Event Recap
On February 12 and 13, scholars convened at the Watson Institute to discuss new analyses of the waves of change rolling across rural China.
Thursday’s conference, “Recasting the Rural: China’s Transformation in Global Context,” brought visiting geographers and sociologists together with members of the Brown community to discuss cutting-edge research on processes like resource extraction and agricultural change that are often overlooked as the world gazes at China’s cities. As geographer Emily Yeh noted in her opening remarks, “The recent redoubling of the Chinese state’s efforts to shift rural people to urban areas seems to confirm that China is leaving its agrarian legacy behind. Yet China’s authorities continue to be preoccupied with managing rural landscapes and populations. While the world gawks at China’s cities, these intensified efforts at managing rural spaces—and their global ramifications—go under the radar.”
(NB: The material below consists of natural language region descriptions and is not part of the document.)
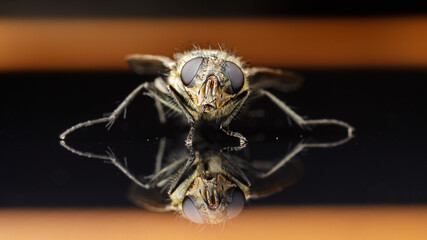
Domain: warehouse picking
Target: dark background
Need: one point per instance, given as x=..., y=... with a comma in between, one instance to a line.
x=384, y=164
x=169, y=8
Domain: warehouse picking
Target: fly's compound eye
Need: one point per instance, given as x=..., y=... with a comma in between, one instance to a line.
x=237, y=203
x=189, y=70
x=190, y=211
x=236, y=76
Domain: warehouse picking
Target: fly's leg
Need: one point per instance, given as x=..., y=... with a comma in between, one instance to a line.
x=224, y=125
x=301, y=121
x=124, y=169
x=159, y=156
x=112, y=117
x=184, y=169
x=109, y=157
x=190, y=136
x=189, y=139
x=161, y=111
x=298, y=148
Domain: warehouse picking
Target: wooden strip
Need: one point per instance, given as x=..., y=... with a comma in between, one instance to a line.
x=89, y=44
x=350, y=223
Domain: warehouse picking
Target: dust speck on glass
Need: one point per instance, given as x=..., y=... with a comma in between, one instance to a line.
x=207, y=85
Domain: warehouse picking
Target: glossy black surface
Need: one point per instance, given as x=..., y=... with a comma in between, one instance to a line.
x=385, y=163
x=168, y=8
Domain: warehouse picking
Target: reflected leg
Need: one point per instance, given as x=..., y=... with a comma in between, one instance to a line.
x=299, y=120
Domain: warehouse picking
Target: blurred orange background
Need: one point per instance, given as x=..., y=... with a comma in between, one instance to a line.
x=306, y=222
x=101, y=44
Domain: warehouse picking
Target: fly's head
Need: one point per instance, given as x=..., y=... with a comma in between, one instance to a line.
x=209, y=79
x=212, y=199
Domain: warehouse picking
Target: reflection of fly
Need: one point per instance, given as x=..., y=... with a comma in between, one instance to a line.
x=205, y=84
x=209, y=186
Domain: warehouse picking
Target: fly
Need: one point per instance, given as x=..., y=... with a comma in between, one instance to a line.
x=206, y=85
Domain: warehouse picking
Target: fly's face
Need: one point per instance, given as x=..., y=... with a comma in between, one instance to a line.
x=212, y=199
x=208, y=79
Presentation topics ranged from model communities in the hinterlands of Chengdu to the pig farms that have become the country’s primary source of water pollution to the world’s largest coal mine, in Inner Mongolia. A final panel put these discussions in transnational perspective, addressing rural change in India, in Brazil, and globally. The following day, attendees took part in a workshop to refine the presented papers, which will compose a themed issue of Geoforum.
Jia-Ching Chen, a visiting scholar in sociology and former Watson affiliate, John Zinda, a postdoctoral research associate at the Institute at Brown for Environment and Society, and Emily Yeh, professor of geography at the University of Colorado, Boulder, organized the conference and special issue.